To ask the Minister of Agriculture, Fisheries and Food what was the incidence of(a) E. coli 0157 and (b)campylobacter in animals in England in each year sine 1990 and from 1 January to date.[7211]

Mrs. Browning

[holding answer 2 December 1996]Escherichia coli 0157 is not associated with disease in livestock and there is therefore no definitive information on the number of cases each year. However since 1990 staff at veterinary investigation centres of the Veterinary Laboratories Agency have taken samples from various livestock species during on-farm investigations following the identification of disease in humans that has been associated with individual farms. Some samples, mainly from cattle, have proved positive for E. coli 0157, but insufficient samples have been examined to give meaningful figures for the prevalence of E. coli 0157 infection in these herds. A survey of bovine faeces samples routinely submitted to VICs in England and Wales in 1995 found E. coli 0157 in 0.86 per cent. of 6,495 samples.

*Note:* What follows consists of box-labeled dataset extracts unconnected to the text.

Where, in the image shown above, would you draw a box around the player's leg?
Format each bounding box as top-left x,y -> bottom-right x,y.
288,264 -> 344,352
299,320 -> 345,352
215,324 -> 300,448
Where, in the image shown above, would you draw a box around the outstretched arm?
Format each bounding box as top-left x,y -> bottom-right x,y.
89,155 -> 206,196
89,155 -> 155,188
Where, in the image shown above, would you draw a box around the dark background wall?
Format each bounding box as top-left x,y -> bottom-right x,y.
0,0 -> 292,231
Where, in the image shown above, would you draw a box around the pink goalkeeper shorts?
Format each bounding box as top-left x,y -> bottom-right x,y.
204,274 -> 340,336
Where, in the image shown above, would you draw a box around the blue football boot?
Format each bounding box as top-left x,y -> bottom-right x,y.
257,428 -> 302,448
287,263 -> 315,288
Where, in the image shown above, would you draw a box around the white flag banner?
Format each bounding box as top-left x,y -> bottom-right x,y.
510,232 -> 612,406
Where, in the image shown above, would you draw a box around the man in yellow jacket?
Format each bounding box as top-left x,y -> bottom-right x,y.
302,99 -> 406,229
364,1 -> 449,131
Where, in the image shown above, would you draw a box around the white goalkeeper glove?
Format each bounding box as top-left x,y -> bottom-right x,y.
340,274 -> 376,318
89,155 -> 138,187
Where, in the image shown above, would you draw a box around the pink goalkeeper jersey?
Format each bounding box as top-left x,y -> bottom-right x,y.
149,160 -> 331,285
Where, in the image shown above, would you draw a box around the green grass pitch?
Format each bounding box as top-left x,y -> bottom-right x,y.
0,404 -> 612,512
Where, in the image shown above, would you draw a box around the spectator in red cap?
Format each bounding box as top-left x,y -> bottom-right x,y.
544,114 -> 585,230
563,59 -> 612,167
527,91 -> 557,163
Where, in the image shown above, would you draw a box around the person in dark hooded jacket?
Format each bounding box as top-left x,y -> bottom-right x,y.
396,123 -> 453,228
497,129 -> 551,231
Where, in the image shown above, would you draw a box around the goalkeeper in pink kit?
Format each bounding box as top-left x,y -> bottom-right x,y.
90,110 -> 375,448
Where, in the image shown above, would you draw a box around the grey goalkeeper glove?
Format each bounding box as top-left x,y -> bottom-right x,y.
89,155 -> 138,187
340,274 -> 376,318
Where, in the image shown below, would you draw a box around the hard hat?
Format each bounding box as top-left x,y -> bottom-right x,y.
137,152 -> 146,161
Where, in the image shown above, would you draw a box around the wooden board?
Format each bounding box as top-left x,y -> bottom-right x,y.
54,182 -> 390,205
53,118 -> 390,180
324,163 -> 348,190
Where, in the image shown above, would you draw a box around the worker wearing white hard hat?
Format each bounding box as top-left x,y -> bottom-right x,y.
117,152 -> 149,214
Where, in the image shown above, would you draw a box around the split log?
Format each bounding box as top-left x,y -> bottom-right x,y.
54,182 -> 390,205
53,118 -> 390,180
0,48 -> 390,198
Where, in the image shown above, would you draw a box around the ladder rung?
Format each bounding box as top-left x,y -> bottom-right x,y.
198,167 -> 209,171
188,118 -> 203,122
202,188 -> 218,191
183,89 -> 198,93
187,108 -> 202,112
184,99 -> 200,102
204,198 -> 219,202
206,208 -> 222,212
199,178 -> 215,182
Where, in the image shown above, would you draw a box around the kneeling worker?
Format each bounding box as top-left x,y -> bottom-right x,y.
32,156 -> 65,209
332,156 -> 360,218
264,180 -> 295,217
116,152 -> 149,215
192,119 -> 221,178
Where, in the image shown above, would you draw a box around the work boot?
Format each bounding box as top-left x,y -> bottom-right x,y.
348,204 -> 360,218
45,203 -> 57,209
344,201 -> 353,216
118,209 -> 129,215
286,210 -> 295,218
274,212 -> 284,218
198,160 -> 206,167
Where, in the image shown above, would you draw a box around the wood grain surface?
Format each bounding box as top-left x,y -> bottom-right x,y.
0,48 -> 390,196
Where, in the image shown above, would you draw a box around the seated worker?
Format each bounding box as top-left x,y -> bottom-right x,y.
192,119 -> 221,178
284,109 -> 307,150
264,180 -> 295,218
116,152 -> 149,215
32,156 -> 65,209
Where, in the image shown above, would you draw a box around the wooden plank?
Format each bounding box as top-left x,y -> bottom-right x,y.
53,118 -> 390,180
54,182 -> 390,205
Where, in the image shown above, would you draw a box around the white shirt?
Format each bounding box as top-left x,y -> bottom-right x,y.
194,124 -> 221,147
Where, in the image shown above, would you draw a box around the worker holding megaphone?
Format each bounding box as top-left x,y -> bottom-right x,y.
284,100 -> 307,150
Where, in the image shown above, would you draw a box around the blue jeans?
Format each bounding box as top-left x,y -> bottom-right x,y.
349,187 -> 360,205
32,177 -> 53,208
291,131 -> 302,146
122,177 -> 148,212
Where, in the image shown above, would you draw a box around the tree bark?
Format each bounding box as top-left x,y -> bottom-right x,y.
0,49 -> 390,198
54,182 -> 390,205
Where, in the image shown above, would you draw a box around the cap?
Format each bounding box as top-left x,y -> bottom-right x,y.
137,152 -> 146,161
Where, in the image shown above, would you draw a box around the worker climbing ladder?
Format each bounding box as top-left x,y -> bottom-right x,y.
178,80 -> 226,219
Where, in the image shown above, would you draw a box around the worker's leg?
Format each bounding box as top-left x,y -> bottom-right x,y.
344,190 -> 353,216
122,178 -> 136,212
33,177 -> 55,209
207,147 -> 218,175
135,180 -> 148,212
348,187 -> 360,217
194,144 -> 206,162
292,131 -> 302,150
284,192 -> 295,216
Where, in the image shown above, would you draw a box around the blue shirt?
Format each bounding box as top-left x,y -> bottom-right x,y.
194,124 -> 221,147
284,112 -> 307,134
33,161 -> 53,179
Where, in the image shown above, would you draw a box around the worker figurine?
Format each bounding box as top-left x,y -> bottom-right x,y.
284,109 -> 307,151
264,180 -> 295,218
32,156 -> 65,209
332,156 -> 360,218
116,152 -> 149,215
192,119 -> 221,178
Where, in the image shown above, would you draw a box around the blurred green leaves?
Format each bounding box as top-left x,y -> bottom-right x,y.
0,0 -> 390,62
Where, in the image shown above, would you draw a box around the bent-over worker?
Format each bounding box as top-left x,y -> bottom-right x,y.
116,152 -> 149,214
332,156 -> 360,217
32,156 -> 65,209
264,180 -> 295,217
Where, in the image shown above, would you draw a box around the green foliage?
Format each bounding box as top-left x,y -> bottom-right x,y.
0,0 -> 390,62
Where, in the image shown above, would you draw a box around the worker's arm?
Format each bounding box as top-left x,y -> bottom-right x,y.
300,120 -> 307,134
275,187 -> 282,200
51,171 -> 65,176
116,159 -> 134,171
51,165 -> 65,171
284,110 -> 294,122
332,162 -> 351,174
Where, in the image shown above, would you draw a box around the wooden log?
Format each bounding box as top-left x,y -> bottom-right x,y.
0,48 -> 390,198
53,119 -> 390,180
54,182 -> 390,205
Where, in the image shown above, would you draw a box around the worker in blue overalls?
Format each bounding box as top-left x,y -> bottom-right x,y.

Campylobacter jejuni and Campylobacter coli, the campylobacters most commonly associated with human food poisoning, are commonly found inhabitants of the gastrointestinal tract of a wide variety of animals and birds and are rarely associated with disease in animals. Because they are not significant animal pathogens, they are rarely looked for during animal disease investigations. The prevalence of the organisms within flocks and herds is very variable with, on occasions, all animals in individual flocks or herds carrying the organism.